Spain’s BBVA says Garanti deal priced in further lira depreciation
MADRID, Nov 24 (Reuters) – Spain’s BBVA (BBVA.MC) on Wednesday reiterated its long-term commitment towards Turkey and said lira depreciation had been taken into account while structuring its recent purchase offer for a stake in Garanti Bank.
BBVA, which already owns part of Turkish lender Garanti, recently offered to buy the remaining stake in the lender in a deal worth up to 2.25 billion euros, taking advantage of a slide in the Turkish currency. read more
The deal had been structured in lira, which has slid 23% against the euro since Nov. 15 when BBVA announced the deal. In theory that makes the purchase cheaper in euros for the Spanish lender.

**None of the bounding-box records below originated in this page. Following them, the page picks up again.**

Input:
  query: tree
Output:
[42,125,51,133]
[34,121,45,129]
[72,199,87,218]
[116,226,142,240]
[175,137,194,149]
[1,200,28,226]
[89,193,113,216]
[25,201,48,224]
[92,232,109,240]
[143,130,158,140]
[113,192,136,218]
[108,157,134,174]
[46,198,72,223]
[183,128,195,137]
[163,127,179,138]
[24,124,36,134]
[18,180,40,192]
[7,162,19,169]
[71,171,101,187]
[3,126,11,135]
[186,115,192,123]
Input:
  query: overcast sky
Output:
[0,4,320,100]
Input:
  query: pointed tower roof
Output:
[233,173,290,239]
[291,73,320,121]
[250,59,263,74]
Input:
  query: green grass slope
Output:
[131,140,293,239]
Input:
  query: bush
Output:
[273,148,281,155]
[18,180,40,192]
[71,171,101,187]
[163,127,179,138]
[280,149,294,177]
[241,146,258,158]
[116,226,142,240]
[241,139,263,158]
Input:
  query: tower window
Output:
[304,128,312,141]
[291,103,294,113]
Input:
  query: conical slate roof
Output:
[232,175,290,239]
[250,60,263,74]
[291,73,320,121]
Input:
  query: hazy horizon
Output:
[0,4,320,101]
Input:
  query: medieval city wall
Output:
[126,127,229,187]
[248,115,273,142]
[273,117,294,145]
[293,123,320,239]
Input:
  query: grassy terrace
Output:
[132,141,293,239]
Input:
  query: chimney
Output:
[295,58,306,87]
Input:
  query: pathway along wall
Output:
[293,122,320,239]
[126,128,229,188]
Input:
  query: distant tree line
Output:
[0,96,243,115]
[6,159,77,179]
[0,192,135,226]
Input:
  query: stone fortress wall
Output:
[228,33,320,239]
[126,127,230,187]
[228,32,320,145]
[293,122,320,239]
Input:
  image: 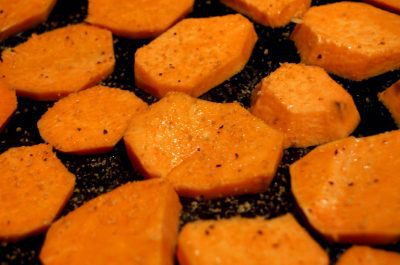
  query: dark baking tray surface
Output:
[0,0,400,265]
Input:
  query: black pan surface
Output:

“A further depreciation of the Turkish lira was already taken into account in the Garanti deal to still deliver significant returns,” a BBVA spokesperson said.
BBVA’s comments come after Turkey’s lira tumbled anew on Wednesday towards a record low, before attempting a recovery. Turkish markets have been gripped by worries over soaring inflation and monetary policy.
The lira’s A 15% crash against the dollar a day earlier driven by President Tayyip Erdogan’s defence of recent rate cuts
Last Thursday, BBVA’s Chief Executive Officer Onur Genc told analysts during the bank’s investor day that he was “assuming more or less around a 20% annual devaluation of Turkish lira for the next 4 years.” read more
The Spanish lender’s deal to buy the remaining 50.15% was set in liras and established a maximum price of 25.697 billion Turkish liras or 12.20 lira per share in cash, should all Garanti BBVA shareholders sell their shares.
Translated into euros, their up to 2.25 billion euro purchase price could now be even cheaper and worth around 1.9 billion euros with latest declines in the lira.
The deal, which is pending regulatory approval before being launched, is expected to be closed in the first quarter of 2022.
As part of the Garanti deal, BBVA is forecasting an around 13.7% accretion to its 2022 earnings per share and an about 2.3% accretion to its tangible book value per share, assuming all Garanti shareholders accept the offer.
BBVA’s proposal means it could potentially buy the 50.15% Garanti stake for less than half the 7 billion euros it spent buying the 49.85% stake it currently holds.
Though analysts mostly agree that deal makes senses from pure a financial point of view, many highlight macroeconomic risks from betting on emerging markets.
Since the closing of Nov. 12, shares in BBVA have declined 14%. On Wednesday, shares in BBVA fell 0.5% at 1039 GMT.
“We would have preferred BBVA to reduce and not increase the exposure to emerging markets after selling the US business (last year), around 75% of group profits after this deal, and we would have preferred an M&A deal with synergies in Spain or another share buyback,” Spanish broker Alantra recently said.